The Syrian government has said it was trying to evacuate civilians from Homs and blamed rebel fighters for obstructing efforts to get people out safely.
"Contacts have been made with the leadership of the international monitors, in co-operation with the local Syrian authorities in the city of Homs to bring out these Syrian citizens," Syria's foreign ministry said on Tuesday.
"But the efforts of the monitors were unsuccessful ... because the armed terrorist groups obstructed their efforts," it said, using a label Syria employs to describe rebels who have joined the 15-month uprising and seek to topple Assad by force.
It accused the rebels of using civilians as "human shields".
Hadi al-Abdallah, an activist in Homs, said from Homs that the accusations of the regime are "ridiculous".
"We contacted the UN observers and Red Cross many times to come to the beseiged neighbourhoods in Homs, but they told us that the regime was preventing them from entering to rescue civilians," he said.
Exodus from Homs
Tens of thousands of people have already fled from Homs to other cities to escape months of bombardment and street fighting.
“It is wrong to assume that there are three parties to the conflict: the regime, the Free Syrian Army and the civilians," Abdallah said.
"There are only two parties. The criminal regime on one side and the civilians and Free Syrian Army on the other."
Abdallah said that civilians in Homs "have clearly expressed their support for the Free Syrian Army during anti-Assad rallies".
There has also been fighting in the city of Deir Ezzor where the government crackdown continues. The state news agency Sana said oil pipelines have been attacked by armed groups there.
There were also reports of clashes between troops and opposition fighters in the northern Aleppo province.
In a seperate development, US President Barack Obama said on Tuesday that China and Russia are "not aligned'' with the US and other nations on Syria, but says both countries' leaders recognize the dangers of a civil war.

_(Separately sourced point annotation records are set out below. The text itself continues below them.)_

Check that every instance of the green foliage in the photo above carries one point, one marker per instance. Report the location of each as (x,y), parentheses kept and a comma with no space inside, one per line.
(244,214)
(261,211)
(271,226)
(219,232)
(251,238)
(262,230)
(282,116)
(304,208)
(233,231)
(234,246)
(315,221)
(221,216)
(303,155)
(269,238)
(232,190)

Obama's comments at the end of the Group of 20 meeting of the world's largest economies came after Russian President Vladimir Putin said only the Syrian people have the right to decide whether Assad steps down.
"I don't see a scenario in which Assad stays and violence is reduced,'' Obama said.
Policy of non-intervention
Putin defended Russia's policy of non-intervention in Syria by saying that outsiders have no right to interfere in other countries.
"We believe that nobody has the right to decide for other nations who should be in power and who should not," Putin told reporters after a G20 summit in the Mexican beach resort of Los Cabos.
"It is not changing the regime that is important, but that after changing the regime, which should be done constitutionally, violence is stopped and peace comes to the country," he said.
Russia has been the staunchest backer of Assad and his military crackdown against the opposition in Syria, including supplying arms to the Syrian government.
However, David Cameron, the British prime minister, said Putin had shifted his view of the Syrian leader.
"There remain differences over sequencing and the shape of how the transition takes place but it is welcome that President Putin has been explicit that he does not want Assad remaining in charge in Syria," Cameron told reporters on Tuesday.
"What we need next is an agreement on a transitional leadership which can move Syria to a democratic future that protects the rights of all its communities."
Meanwhile, the US military said Russia was preparing to deploy three naval ships to Syria for a mission that Moscow says is purely designed to ferry supplies to its base at the port of Tartus.
"Russian citizens have been threatened there in Syria, and their stated intention is that this is for force protection reasons of their own. That's what we believe to be the case," Pentagon spokesman Captain John Kirby told reporters.
Earlier on Tuesday, a Russian cargo ship allegedly carrying attack helicopters to Syria was turned back from British waters after its insurance coverage was revoked.